Kerangka penyajian hasil akhir penelitian, sesuai dengan keperluan peneliti, dapat
disiapkan sejak awal sebagai salah satu pesoman pengumpulan data. Hal-hal yang perlu
diperhatikan peneliti untuk melaporkan hasil kajiannya adalah :
Tentukan pembaca
Tentukan kerangka (cerita, tesis)
Buat daftar topik dan garis-garis besar susunan tulisan
Buat draft kasar untuk setiap bagian: menulis seperti berbicara
Revisi terus menerus
Tulis pendahuluan dan kesimpulan
Baca teliti (libatkan pembaca lain)
Tulis ulang seluruh laporan
Struktur dan isi laporan hasil penelitian kualitatif pada dasarnya sama dengan penelitian
akademik pada umumnya.

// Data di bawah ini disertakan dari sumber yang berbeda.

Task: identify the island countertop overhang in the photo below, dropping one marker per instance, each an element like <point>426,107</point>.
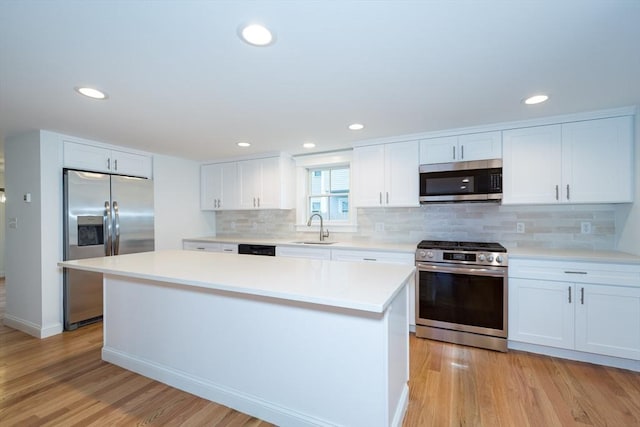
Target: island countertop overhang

Memang dewasa ini terdapat berbagai cara penyajiannya, terutama
bila penelitian itu berorientasi praktis dan menggunakan pendekatan partisipatorik. Dalam hal
yang terakhir ini, hasil penelitian harus disajikan dalam bahasa yang dapat dimengerti oleh
warga masyarakat yang berkepentingan, yang telah turut menentukan jalan dan arah
penelitian. Salah satu prinsipnya adalah menghindari penggunaan jargon-jargon teknis yang
berasal dari khasanah pengetahuan pihak peneliti (etik). Secara umum, struktur laporan
penelitian adalah sebagai berikut ini:
Dalam kerangka tersebut di atas tidak disebutkan suatu bagian yang lazim terdapat
dalam format laporan penelitian yang positivistik, yaitu “tinjauan pustaka”. Sesungguhnya
sebagaimana telah dikemukakan dalam bagian tentang penyusunan rencana penelitian di atas,
semua penelitian ilmiah yang berpretensi menyempurnakan pengetahuan konseptual maupun
teoretik, pasti bertolak dari kegiatan menelusuri kepustakaan yang relevan. Dalam khasanah
kajian kualitatif dijumpai berbagai cara penyajian hasil membaca ini. Ada yang mengikuti
format penelitian yang kurang lebih positivistik-deduktif, dengan mencantumkan tinjauan
pustaka di bagian depan (dalam format baku hasil penelitian skripsi, tesis, dan disertasi di
Indonesia, dicantumkan dalam suatu bab tersendiri setelah bagian bagian Pendahuluan). Ada
yang mencantumkan kajian pustakanya hanya secara garis besar di bagian Pendahuluan,
kemudian rujukan-rujukan yang lebih terinci tersebar di seluruh batang tubuh hasil penelitian.
Versi yang lain adalah yang mencantumkan kajian pustaka dalam bagian penutup, sebagai
dikusi yang membandingkan hasil penelitian yang khusus dengan kajian-kajian lain yang
relevan, sebagai upaya menarik generalisasi. Versi terakhir ini menaati asas penalaran
induktif yang menjadi ciri pokok penelitian kualitatif.